The content of this wiki may be outdated. Please check the Rocker Project website for the most up-to-date information.

Docker containers are temporary instances that are usually isolated from the rest of the computing environment. While this makes containers very portable, it also leads to the common question of "How do I save my data?". Here we present several strategies so you can choose what works best for you.

Using docker commit

docker commit allows you to save a snapshot of your container as a docker image so you can return to it later. Like any docker image, these can be moved around to a different machines. Docker's git-like features really shine here -- you can roll back to previous commits, and pushing images with docker push is really fast since it pushes only differences.

Quick overview:

  • On the host machine that is running docker, look up the name or container id of the running container using docker ps. (You can also assign your own choice of name to the container when calling docker run and then use that).

  • Save the running container as a docker image, e.g. docker commit <container-id> username/imagename.
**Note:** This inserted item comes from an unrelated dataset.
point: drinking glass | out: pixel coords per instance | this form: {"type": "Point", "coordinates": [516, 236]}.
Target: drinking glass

Optionally you can include commit messages with -m. Once the container is committed, you can now stop or remove the container without losing data.

  • Push the container to the Docker Hub: docker push username/imagename. Be sure to use a private image (either on the Hub or by running a private registry) if necessary: just create the private image name on the Hub before pushing. (Alternatively you can save the container as a tarball with docker save and download that for future use. This approach does not benefit from transferring only the changed layers, so should be avoided in favor of docker push/pull if possible).

NOTE: If you start an instance with a linked volume, docker commit will not capture changes to that volume.

Using linked volumes

An alternative to using docker commit is to just use linked volumes, as described in more detail on the wiki page Sharing files with the host machine.

By sharing volumes with the host machine, you never have to remember steps like docker commit as the files will always persist locally.

Other ways

  • Use docker cp to copy data from the container onto the host machine.
  • Use 'download' option from the file pane of the RStudio-server
  • Use git to commit your changed files and push to a server
  • Use and commit a "volume-container". This allows you to have separate docker containers for your files and for the computational environment.